Rohingya Muslim refugees in Bangladesh have held a silent protest on the third anniversary of a crackdown on the Muslim minority by Myanmar that killed thousands of them.
The refugees decided not to hold a mass gathering to mark what they called “Remembrance Day” due to the coronavirus pandemic.
According to Bangladeshi authorities, 88 COVID-19 cases have been reported in the camps and six people have died of the respiratory disease.
More than 730,000 Rohingya Muslims fled Myanmar’s Rakhine State to neighboring Bangladesh — joining more than 200,000 already there — following a military-led crackdown in 2017 that the UN has said was perpetrated with “genocidal intent.”
Thousands were killed, and many others were raped, tortured, or arrested in the crackdown.

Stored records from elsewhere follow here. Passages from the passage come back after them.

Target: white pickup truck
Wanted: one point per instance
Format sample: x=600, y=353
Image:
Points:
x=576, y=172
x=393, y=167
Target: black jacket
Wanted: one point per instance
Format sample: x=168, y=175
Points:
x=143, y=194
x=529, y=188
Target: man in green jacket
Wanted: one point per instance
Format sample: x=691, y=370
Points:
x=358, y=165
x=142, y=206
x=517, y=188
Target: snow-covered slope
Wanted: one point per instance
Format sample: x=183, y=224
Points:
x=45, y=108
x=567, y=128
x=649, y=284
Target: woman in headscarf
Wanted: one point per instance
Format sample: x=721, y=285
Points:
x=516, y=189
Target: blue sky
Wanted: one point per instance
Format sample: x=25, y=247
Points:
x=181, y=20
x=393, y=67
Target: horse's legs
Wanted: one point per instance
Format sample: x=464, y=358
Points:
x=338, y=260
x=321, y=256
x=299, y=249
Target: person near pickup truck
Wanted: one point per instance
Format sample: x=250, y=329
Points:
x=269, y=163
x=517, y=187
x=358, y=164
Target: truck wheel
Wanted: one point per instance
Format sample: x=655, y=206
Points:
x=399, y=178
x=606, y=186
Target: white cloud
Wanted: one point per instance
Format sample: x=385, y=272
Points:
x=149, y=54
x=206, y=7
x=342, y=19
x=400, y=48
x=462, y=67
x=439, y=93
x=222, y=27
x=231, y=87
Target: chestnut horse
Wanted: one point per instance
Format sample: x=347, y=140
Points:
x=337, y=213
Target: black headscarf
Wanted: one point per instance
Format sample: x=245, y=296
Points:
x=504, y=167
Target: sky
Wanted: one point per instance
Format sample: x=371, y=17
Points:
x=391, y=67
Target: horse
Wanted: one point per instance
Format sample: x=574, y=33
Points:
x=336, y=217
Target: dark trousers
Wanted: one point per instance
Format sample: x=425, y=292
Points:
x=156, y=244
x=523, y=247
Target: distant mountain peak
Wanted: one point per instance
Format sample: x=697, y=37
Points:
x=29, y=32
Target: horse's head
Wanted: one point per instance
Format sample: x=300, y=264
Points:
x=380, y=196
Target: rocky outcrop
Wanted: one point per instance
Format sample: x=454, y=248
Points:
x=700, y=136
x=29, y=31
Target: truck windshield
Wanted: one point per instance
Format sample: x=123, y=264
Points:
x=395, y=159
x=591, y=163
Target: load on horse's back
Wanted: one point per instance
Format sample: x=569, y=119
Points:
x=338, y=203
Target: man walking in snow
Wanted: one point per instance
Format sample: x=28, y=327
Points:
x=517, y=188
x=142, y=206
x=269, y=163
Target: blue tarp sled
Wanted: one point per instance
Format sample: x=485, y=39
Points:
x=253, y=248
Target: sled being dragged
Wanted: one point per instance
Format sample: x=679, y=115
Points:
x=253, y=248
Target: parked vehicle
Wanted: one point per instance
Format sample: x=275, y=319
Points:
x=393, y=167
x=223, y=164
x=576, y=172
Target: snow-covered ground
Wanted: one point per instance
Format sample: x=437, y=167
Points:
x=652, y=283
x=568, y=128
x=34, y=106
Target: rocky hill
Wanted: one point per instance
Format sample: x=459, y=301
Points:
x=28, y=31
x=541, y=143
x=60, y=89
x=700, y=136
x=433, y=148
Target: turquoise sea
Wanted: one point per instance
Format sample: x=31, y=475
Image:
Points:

“We were forcibly driven out from our motherland to the world’s largest refugee camp,” Rohingya groups said in a statement on Tuesday.
They further said the Rohingya had faced “hidden genocide” in Myanmar for decades and called on the United Nations and other organizations to declare what happened in 2017 a genocide.

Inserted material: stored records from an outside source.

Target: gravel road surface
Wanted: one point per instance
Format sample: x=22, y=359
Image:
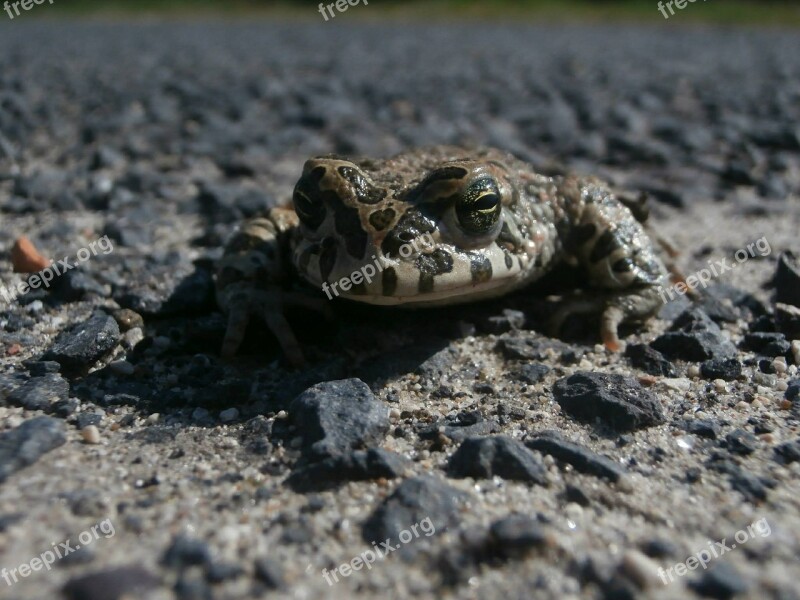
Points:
x=496, y=462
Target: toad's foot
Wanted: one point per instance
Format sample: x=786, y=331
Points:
x=244, y=302
x=615, y=309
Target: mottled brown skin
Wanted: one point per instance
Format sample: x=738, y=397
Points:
x=496, y=223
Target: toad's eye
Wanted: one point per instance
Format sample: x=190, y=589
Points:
x=310, y=213
x=478, y=210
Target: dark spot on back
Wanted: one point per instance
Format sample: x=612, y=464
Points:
x=327, y=258
x=380, y=219
x=480, y=267
x=431, y=265
x=506, y=237
x=412, y=225
x=365, y=192
x=623, y=265
x=604, y=246
x=359, y=289
x=348, y=225
x=507, y=257
x=579, y=235
x=389, y=282
x=305, y=257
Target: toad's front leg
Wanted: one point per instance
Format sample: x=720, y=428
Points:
x=254, y=278
x=619, y=256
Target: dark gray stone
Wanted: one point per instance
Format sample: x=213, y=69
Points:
x=649, y=360
x=618, y=402
x=27, y=443
x=360, y=465
x=337, y=417
x=40, y=393
x=516, y=535
x=741, y=442
x=81, y=346
x=269, y=572
x=721, y=368
x=703, y=428
x=186, y=552
x=787, y=280
x=112, y=584
x=694, y=337
x=501, y=456
x=531, y=373
x=414, y=501
x=580, y=458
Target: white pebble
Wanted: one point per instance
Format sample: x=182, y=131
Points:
x=680, y=384
x=641, y=569
x=90, y=434
x=200, y=414
x=228, y=415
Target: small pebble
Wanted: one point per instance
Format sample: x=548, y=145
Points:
x=122, y=367
x=90, y=434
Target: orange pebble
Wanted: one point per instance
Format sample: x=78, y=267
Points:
x=26, y=258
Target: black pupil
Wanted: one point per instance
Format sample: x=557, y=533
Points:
x=487, y=202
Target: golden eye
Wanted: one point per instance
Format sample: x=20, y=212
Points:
x=478, y=210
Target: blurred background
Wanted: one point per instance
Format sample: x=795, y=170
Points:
x=785, y=12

“Please stand with innocent Rohingya, and then hopefully we can return to our home,” the refugees said in the statement.
The Rohingya are denied citizenship in Myanmar and are considered illegal immigrants despite their ancestral roots dating back centuries.
Last January, the International Court of Justice (ICJ) ordered Myanmar to do everything in its power to prevent the genocide of Rohingya Muslims in Rakhine.